Pero en este descrédito de la clase política, no toda la culpa es de los políticos. También los ciudadanos tienen su cuota de responsabilidad. Causa perplejidad contemplar imágenes en televisión de presidentes, alcaldes o concejales imputados por delitos de corrupción saliendo de los juzgados vitoreados por el respetable. ¡Qué perversión de la ética! Yo he escuchado a algunos una frase aterradora: «¡Roba pero hace cosas!». Así no vamos a ningún sitio.
En mi opinión, lo primero que hay que exigirle a un político es la honradez. Y luego, que no sea tonto. En otro apartado de este libro he dicho que, tras el fracaso de los economistas, sería bueno que irrumpieran en escena psicólogos y sociólogos, además de un buen número de gobernantes sin ataduras. El objetivo debe ser un mundo más habitable, donde el éxito sea algo más que acaparar riqueza y poder. Es legítimo, y casi obligado, luchar por una vida digna. Pero en este mundo estamos cuatro días. Tenemos que sensibilizarnos con el planeta, porque nos lo estamos cargando, y no es tolerable que una parte de la humanidad despilfarre mientras otra se muere de hambre. La felicidad relativa no es tan cara. Debemos desterrar la envidia y no tener como referencia a los que tienen mucho, sino aquellos que tienen menos que nosotros.

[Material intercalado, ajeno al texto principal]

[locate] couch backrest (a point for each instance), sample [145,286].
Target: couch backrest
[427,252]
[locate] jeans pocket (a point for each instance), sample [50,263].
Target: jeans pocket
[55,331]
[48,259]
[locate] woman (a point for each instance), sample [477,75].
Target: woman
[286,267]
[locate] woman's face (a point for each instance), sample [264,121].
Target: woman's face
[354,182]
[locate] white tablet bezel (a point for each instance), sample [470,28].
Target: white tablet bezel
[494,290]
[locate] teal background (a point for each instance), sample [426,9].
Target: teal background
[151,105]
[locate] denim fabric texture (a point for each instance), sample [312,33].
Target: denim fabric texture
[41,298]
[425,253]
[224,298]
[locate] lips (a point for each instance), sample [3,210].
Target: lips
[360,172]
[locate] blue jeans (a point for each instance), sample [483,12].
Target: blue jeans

A veces pienso en esas personas que aparecen en el ranking de los mil más ricos del mundo. ¿Qué pensarán cuando un médico les dice que les quedan unos meses o unos días de vida? Seguro que si aún conservan un mínimo de lucidez, la amargura les tiene que invadir y no digamos el cabreo por dejar este mundo.
En la consideración pública de la clase política tiene también mucho que ver la Ley Electoral española, una ley que crea perplejidad. La definición de la democracia como el sistema en el que un hombre equivale a un voto es más teoría que realidad. ¿Cómo puede explicarse que un partido político con un millón de votos pueda no sacar ni un solo diputado en las Cortes mientras otro con sesenta mil votos en Ceuta y Melilla obtiene dos? ¿Por qué a quien opta a la Presidencia de España no le puedan votar todos los españoles, como ocurre en Estados Unidos, Francia o Alemania?